On day 6 after hatching the surviving individuals from a clutch were transferred to a small net cage (dimensions: 16·5 × 12 × 13·5 cm) which was placed in the fish’s future home tank. Each hatchling was individually assigned to a glass aquarium (dimensions: 40 × 25 × 25 cm) supplemented with 1·5 L of gravel, a biological filter and a flower pot half as shelter. The light–dark cycle was set to 13 : 11 h and the water temperature was kept constant at 26 ± 1 °C, mimicking the natural conditions at Lake Tanganyika. We created four treatment groups, small-egg/high-food, small-egg/low-food, large-egg/high-food and large-egg/low-food, by the following procedure: Each clutch, belonging to either the large or the small-egg size class, was split equally between a high or low food regime. We stopped collecting clutches when there were 15 individuals present in all four treatment groups. The 60 individuals stemmed from eight clutches (4–11 young per clutch), originating from seven males and seven females. One male was mated with two different females, and one female was mated with two different males. We are aware that including full siblings leads to some degree of genetic interdependence of data, but hand-raising 60 individuals from 60 different clutches with appropriate egg sizes was logistically impossible. To accommodate for this potential problem we used as many different males and females as possible within a reasonable time frame to spawn the experimental clutches and we assigned siblings in equal proportions to the two food treatments. Furthermore, we accounted statistically for potential family effects.

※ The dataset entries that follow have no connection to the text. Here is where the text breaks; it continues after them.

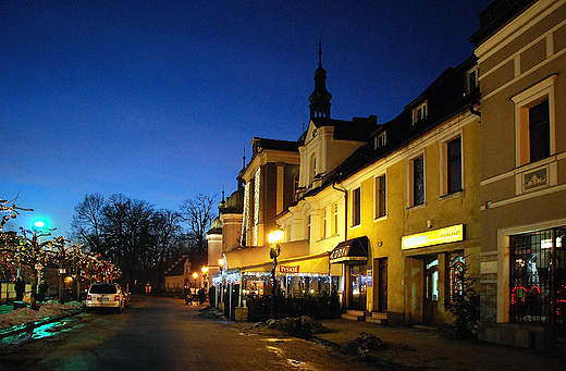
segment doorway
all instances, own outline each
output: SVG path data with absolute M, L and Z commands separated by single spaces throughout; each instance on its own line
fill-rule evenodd
M 368 276 L 366 265 L 347 265 L 349 269 L 349 307 L 348 309 L 366 310 Z
M 439 258 L 424 258 L 424 300 L 422 323 L 434 324 L 439 310 Z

Fourteen days after hatching, that is, at the age the young had absorbed nearly all their yolk, the standard lengths of the fish were measured to the nearest 0·1 mm under a binocular. The young were weighed to the nearest 0·1 mg after the excess water had been removed by placing them briefly on a moistened cotton pad. After measuring, the 60 fish took part in the food experiment conducted between March 2007 and February 2008 involving burst swimming speed trials, growth measurements and behavioural observations (see below). To obtain a data set of the complete range of egg sizes, we continued to collect clutches including those containing medium sized eggs and tested for the effect of egg weight on hatchling size. We used the same methods for measuring egg and juvenile size as described above. In total we measured the egg sizes and standard length of 212 individuals of 25 clutches (4–12 individuals per clutch), spawned by 14 different males and 24 different females. All clutches were collected between March 2007 and October 2008.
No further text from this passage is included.